It's no surprise that Canada's housing market has been on fire lately, with historic low mortgage rates continuing to attract buyers. Though with demand continually outpacing supply and home prices steadily increasing, there are now early signs of overheating in Canada's housing market. (No kidding.)
Despite these signs of overheating, however, Bank of Canada Governor Tiff Macklem says so far there are no plans to raise interest rates until the economy and employment are back on track following the declines caused by COVID-19.
Earlier this week, Macklem spoke remotely to the Calgary and Edmonton chambers of commerce and acknowledged that there were risks that “housing prices could get stretched and households could get stretched” with interest rates -- which currently sit at a record-low of 0.25% -- are expected to remain low until 2023 to support the economy through the pandemic recovery.
"The economy is weak, we're just coming out of the second wave. I think we need the support, we need the growth we can get," said Macklem before adding that the central bank is surprised by the "extent and the strength" of the rebound in the housing market.

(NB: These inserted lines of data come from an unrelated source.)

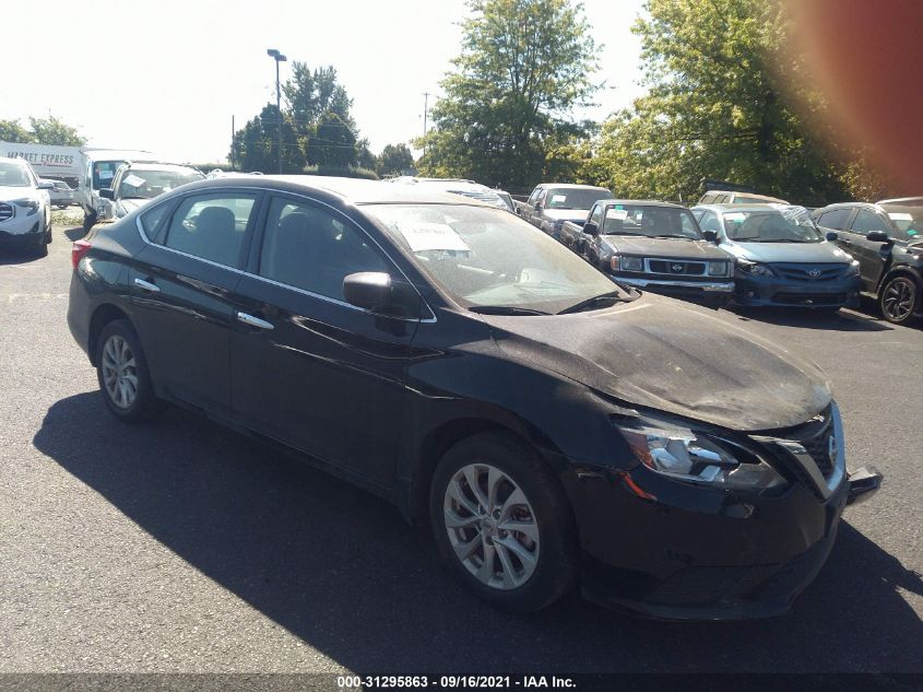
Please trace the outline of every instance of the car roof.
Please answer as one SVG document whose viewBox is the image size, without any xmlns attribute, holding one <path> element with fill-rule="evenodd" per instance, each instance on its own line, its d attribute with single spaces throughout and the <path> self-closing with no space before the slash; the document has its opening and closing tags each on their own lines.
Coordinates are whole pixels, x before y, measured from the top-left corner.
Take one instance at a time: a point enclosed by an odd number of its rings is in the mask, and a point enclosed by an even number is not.
<svg viewBox="0 0 923 692">
<path fill-rule="evenodd" d="M 666 207 L 668 209 L 686 209 L 683 204 L 663 202 L 659 199 L 601 199 L 605 204 L 634 204 L 635 207 Z M 738 204 L 737 204 L 738 206 Z"/>
<path fill-rule="evenodd" d="M 749 204 L 696 204 L 693 209 L 710 209 L 711 211 L 726 213 L 737 211 L 766 211 L 767 209 L 780 211 L 780 207 L 801 207 L 801 204 L 782 204 L 779 202 L 767 202 L 766 204 L 757 204 L 756 202 Z M 804 208 L 802 207 L 802 209 Z"/>
<path fill-rule="evenodd" d="M 605 190 L 606 192 L 612 195 L 611 190 L 604 187 L 600 187 L 597 185 L 577 185 L 575 183 L 541 183 L 535 187 L 557 187 L 565 190 Z"/>
<path fill-rule="evenodd" d="M 155 161 L 140 161 L 140 162 L 128 162 L 126 164 L 126 168 L 130 171 L 193 171 L 199 173 L 192 166 L 187 166 L 186 164 L 181 163 L 157 163 Z"/>
<path fill-rule="evenodd" d="M 392 185 L 383 180 L 367 180 L 363 178 L 340 178 L 318 175 L 240 175 L 222 178 L 206 178 L 197 180 L 182 187 L 185 191 L 192 189 L 218 188 L 257 188 L 288 191 L 294 193 L 326 192 L 354 204 L 371 203 L 433 203 L 485 207 L 495 209 L 490 204 L 480 202 L 470 197 L 453 195 L 434 189 L 428 185 Z"/>
<path fill-rule="evenodd" d="M 765 199 L 767 202 L 778 202 L 781 204 L 788 204 L 785 200 L 779 197 L 770 197 L 769 195 L 759 195 L 758 192 L 743 192 L 741 190 L 706 190 L 706 195 L 739 195 L 742 197 L 756 197 L 758 199 Z"/>
</svg>

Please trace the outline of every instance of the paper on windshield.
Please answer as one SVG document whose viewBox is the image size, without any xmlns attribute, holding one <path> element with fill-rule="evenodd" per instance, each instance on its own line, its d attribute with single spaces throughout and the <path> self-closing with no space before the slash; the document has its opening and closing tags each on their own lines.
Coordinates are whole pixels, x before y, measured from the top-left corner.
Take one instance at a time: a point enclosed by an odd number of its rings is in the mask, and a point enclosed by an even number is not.
<svg viewBox="0 0 923 692">
<path fill-rule="evenodd" d="M 399 223 L 398 231 L 404 236 L 413 253 L 471 249 L 454 228 L 445 223 Z"/>
<path fill-rule="evenodd" d="M 131 175 L 126 176 L 126 178 L 125 178 L 125 180 L 122 180 L 122 183 L 126 183 L 126 184 L 130 185 L 131 187 L 141 187 L 142 185 L 144 185 L 145 180 L 144 180 L 144 178 L 137 176 L 132 173 Z"/>
</svg>

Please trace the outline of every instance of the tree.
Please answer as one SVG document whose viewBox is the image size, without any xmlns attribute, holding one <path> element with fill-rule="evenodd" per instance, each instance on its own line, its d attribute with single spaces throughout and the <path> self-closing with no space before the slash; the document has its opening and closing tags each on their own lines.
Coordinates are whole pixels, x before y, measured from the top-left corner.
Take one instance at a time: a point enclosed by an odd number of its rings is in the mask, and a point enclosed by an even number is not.
<svg viewBox="0 0 923 692">
<path fill-rule="evenodd" d="M 38 144 L 57 144 L 58 146 L 83 146 L 86 138 L 82 137 L 76 128 L 64 125 L 52 115 L 47 118 L 28 119 L 32 127 L 32 136 Z"/>
<path fill-rule="evenodd" d="M 413 168 L 413 154 L 406 144 L 388 144 L 381 150 L 375 172 L 379 175 L 401 175 Z"/>
<path fill-rule="evenodd" d="M 582 5 L 569 0 L 470 0 L 462 52 L 416 145 L 422 168 L 508 187 L 537 180 L 546 141 L 599 87 Z"/>
<path fill-rule="evenodd" d="M 616 195 L 688 200 L 711 178 L 810 204 L 845 196 L 812 136 L 824 101 L 800 83 L 781 3 L 648 0 L 647 14 L 634 32 L 650 92 L 599 144 Z"/>
<path fill-rule="evenodd" d="M 26 130 L 19 120 L 0 120 L 0 140 L 4 142 L 32 142 L 32 132 Z"/>
<path fill-rule="evenodd" d="M 356 136 L 338 114 L 327 110 L 318 119 L 313 134 L 308 137 L 305 153 L 308 163 L 319 167 L 355 166 L 358 157 Z"/>
<path fill-rule="evenodd" d="M 56 144 L 58 146 L 83 146 L 86 138 L 76 128 L 66 125 L 52 115 L 47 118 L 28 119 L 29 128 L 19 120 L 0 120 L 0 140 L 23 144 Z"/>
</svg>

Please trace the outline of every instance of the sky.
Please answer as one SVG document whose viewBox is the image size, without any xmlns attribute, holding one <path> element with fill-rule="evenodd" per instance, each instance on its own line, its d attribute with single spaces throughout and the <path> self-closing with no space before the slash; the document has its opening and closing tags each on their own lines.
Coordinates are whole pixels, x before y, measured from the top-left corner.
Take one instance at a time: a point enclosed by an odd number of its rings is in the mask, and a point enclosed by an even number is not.
<svg viewBox="0 0 923 692">
<path fill-rule="evenodd" d="M 39 9 L 40 5 L 40 9 Z M 643 93 L 630 26 L 642 0 L 583 0 L 606 83 L 603 120 Z M 275 103 L 267 48 L 311 68 L 333 66 L 374 153 L 423 133 L 460 52 L 464 0 L 3 0 L 0 119 L 49 114 L 88 145 L 142 149 L 173 161 L 223 162 L 236 127 Z M 40 22 L 36 20 L 40 19 Z M 561 27 L 567 31 L 567 27 Z"/>
</svg>

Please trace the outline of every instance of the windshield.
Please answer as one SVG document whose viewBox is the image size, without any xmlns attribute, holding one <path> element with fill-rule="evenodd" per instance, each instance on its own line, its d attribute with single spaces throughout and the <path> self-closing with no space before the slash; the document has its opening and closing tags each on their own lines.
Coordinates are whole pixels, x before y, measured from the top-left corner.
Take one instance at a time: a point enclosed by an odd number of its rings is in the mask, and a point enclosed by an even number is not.
<svg viewBox="0 0 923 692">
<path fill-rule="evenodd" d="M 601 199 L 612 199 L 608 190 L 552 188 L 546 196 L 546 209 L 590 209 Z"/>
<path fill-rule="evenodd" d="M 364 211 L 434 283 L 468 307 L 556 313 L 617 290 L 557 241 L 500 209 L 371 204 Z"/>
<path fill-rule="evenodd" d="M 738 243 L 824 242 L 804 207 L 725 212 L 724 231 Z"/>
<path fill-rule="evenodd" d="M 885 211 L 899 231 L 910 239 L 923 239 L 923 207 L 886 204 Z"/>
<path fill-rule="evenodd" d="M 152 199 L 163 192 L 168 192 L 175 187 L 201 180 L 204 178 L 201 173 L 189 168 L 187 171 L 129 171 L 116 192 L 119 199 L 134 197 Z"/>
<path fill-rule="evenodd" d="M 0 163 L 0 187 L 29 187 L 25 168 L 15 163 Z"/>
<path fill-rule="evenodd" d="M 665 236 L 693 241 L 702 237 L 699 224 L 687 209 L 643 204 L 607 207 L 602 232 L 603 235 Z"/>
</svg>

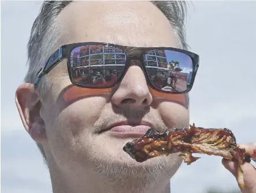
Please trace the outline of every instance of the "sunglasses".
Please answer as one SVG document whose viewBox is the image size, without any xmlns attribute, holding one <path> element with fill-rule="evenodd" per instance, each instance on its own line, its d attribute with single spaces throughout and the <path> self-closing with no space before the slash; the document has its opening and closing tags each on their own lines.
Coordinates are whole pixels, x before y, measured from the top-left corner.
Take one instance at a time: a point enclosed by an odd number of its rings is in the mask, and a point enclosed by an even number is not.
<svg viewBox="0 0 256 193">
<path fill-rule="evenodd" d="M 147 84 L 157 91 L 188 92 L 199 67 L 199 56 L 172 47 L 132 47 L 104 43 L 62 46 L 46 61 L 34 84 L 63 59 L 75 86 L 91 89 L 112 88 L 124 78 L 129 64 L 139 62 Z"/>
</svg>

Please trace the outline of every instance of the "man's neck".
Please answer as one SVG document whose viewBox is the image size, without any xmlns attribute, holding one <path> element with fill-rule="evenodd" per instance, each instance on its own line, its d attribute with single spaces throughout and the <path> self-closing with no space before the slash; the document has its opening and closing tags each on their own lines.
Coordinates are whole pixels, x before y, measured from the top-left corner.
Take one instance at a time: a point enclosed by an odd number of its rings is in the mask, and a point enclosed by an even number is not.
<svg viewBox="0 0 256 193">
<path fill-rule="evenodd" d="M 75 180 L 72 177 L 73 180 L 70 179 L 69 180 L 68 178 L 71 177 L 71 176 L 68 177 L 52 175 L 51 176 L 53 193 L 170 192 L 170 180 L 166 179 L 150 182 L 138 178 L 133 179 L 117 178 L 114 181 L 110 181 L 91 175 L 87 176 L 83 179 Z"/>
</svg>

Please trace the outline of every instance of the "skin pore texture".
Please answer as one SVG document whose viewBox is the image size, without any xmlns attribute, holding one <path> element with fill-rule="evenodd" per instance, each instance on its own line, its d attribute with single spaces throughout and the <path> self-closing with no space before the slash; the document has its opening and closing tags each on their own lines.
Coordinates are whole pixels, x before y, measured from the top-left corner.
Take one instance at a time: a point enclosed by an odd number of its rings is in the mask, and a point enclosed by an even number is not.
<svg viewBox="0 0 256 193">
<path fill-rule="evenodd" d="M 179 47 L 169 21 L 150 2 L 73 2 L 57 22 L 65 37 L 56 49 L 87 41 Z M 160 132 L 189 124 L 184 94 L 160 97 L 147 85 L 140 63 L 129 65 L 122 81 L 103 93 L 72 86 L 66 60 L 47 75 L 44 100 L 31 91 L 32 84 L 18 89 L 16 103 L 23 124 L 43 145 L 54 193 L 169 192 L 169 179 L 181 162 L 177 154 L 139 163 L 123 150 L 132 138 L 99 133 L 125 120 L 147 122 Z"/>
</svg>

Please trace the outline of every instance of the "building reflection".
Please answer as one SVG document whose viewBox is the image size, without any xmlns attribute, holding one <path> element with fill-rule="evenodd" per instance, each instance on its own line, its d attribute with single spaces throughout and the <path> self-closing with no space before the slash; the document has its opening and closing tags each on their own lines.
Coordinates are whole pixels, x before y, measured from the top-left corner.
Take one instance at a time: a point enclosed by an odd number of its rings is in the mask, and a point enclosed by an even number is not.
<svg viewBox="0 0 256 193">
<path fill-rule="evenodd" d="M 80 46 L 71 52 L 71 74 L 80 84 L 94 85 L 99 80 L 97 84 L 110 85 L 120 76 L 125 63 L 125 51 L 118 48 Z M 184 90 L 190 82 L 192 69 L 184 71 L 179 61 L 168 61 L 164 50 L 146 52 L 144 64 L 151 82 L 160 89 Z"/>
</svg>

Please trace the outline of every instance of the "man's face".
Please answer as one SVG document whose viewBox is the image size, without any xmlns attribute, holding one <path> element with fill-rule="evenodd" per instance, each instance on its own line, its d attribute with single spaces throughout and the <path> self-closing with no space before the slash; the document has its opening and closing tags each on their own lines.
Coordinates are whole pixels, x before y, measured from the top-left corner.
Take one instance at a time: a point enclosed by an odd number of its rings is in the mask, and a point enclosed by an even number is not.
<svg viewBox="0 0 256 193">
<path fill-rule="evenodd" d="M 66 41 L 57 48 L 88 41 L 133 47 L 177 45 L 169 21 L 149 2 L 73 2 L 61 12 L 58 20 L 64 25 Z M 176 154 L 138 163 L 123 150 L 127 142 L 142 133 L 117 131 L 122 128 L 144 129 L 146 133 L 153 126 L 164 131 L 189 124 L 185 104 L 175 102 L 171 94 L 165 99 L 157 92 L 152 94 L 139 62 L 129 65 L 118 85 L 99 94 L 70 87 L 65 60 L 49 74 L 50 89 L 40 114 L 46 130 L 47 141 L 43 146 L 49 165 L 54 162 L 63 172 L 70 173 L 71 170 L 77 176 L 95 171 L 108 177 L 135 175 L 135 171 L 138 175 L 157 171 L 165 171 L 170 177 L 174 174 L 181 162 Z M 109 130 L 118 123 L 126 126 L 116 127 L 116 131 Z M 150 126 L 128 126 L 141 124 Z"/>
</svg>

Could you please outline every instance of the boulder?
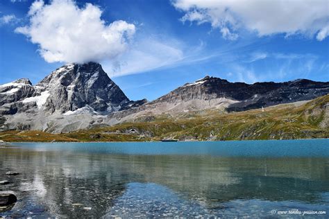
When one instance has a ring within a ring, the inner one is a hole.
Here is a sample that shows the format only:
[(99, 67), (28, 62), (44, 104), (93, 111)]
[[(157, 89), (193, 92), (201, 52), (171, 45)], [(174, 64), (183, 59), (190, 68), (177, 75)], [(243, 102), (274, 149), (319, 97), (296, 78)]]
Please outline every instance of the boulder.
[(14, 194), (3, 193), (0, 194), (0, 206), (12, 204), (17, 201), (17, 198)]
[(19, 175), (19, 173), (15, 171), (8, 171), (7, 173), (6, 173), (6, 175)]
[(0, 181), (0, 185), (6, 185), (6, 184), (8, 184), (10, 183), (10, 182), (8, 180)]

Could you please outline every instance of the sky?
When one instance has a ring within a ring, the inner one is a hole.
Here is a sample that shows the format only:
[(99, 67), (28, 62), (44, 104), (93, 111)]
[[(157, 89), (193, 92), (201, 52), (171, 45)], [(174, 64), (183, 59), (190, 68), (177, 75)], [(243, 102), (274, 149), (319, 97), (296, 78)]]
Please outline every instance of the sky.
[(1, 0), (0, 84), (100, 62), (131, 100), (205, 76), (329, 81), (328, 0)]

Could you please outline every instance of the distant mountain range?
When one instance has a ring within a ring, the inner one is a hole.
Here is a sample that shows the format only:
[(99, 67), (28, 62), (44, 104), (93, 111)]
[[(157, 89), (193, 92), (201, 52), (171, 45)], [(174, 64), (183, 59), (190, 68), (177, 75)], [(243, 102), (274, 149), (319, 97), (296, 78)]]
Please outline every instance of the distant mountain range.
[(33, 85), (22, 78), (0, 85), (0, 130), (67, 132), (141, 117), (205, 110), (223, 113), (308, 100), (329, 94), (329, 82), (230, 82), (206, 76), (159, 98), (130, 100), (101, 64), (66, 64)]

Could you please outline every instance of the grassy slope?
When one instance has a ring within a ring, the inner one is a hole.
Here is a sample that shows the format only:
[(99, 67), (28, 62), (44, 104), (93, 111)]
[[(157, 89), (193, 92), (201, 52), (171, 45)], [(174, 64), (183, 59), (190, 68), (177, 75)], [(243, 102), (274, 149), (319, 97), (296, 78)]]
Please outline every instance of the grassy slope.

"We're well past working off the catch-up... the first pent-up demand coming out of the first lockdown," added Macklem.
READ: Canadian Housing Market Already On Pace to Have Record Year in 2021: RBC
The rebound is being driven by the sales of single-family homes outside of large city centres, as Canadian homebuyers continue to look for more space as they work from home.
"We're all spending more time at home, people are working at home, they want more space, they don't have to commute, and they figure their employers are probably going to be more flexible about the need to go into work every day, so they're moving out of the downtown core," said Macklem, adding, "they're getting more space and that's driving up prices particularly outside of our largest cities for single-family homes. "
As such, Macklem said there are now early signs of what he called “excess exuberance,” though, it's not like what was felt in 2016 and 2017 when multiple government measures were introduced to cool down the housing market.
While he believes the situation should be monitored “very closely,” Macklem said that, at this time, the Bank of Canada is not recommending any new measures for the housing market.
“What we get worried about is when we start to see extrapolated expectations when we start to see people expecting the kind of unsustainable price increases we’ve seen recently go on indefinitely,” added Macklem.
In the meantime, Macklem says the bank will keep an eye on debt levels, as mortgage debt rises as households pay down other debt like credit cards and personal loans.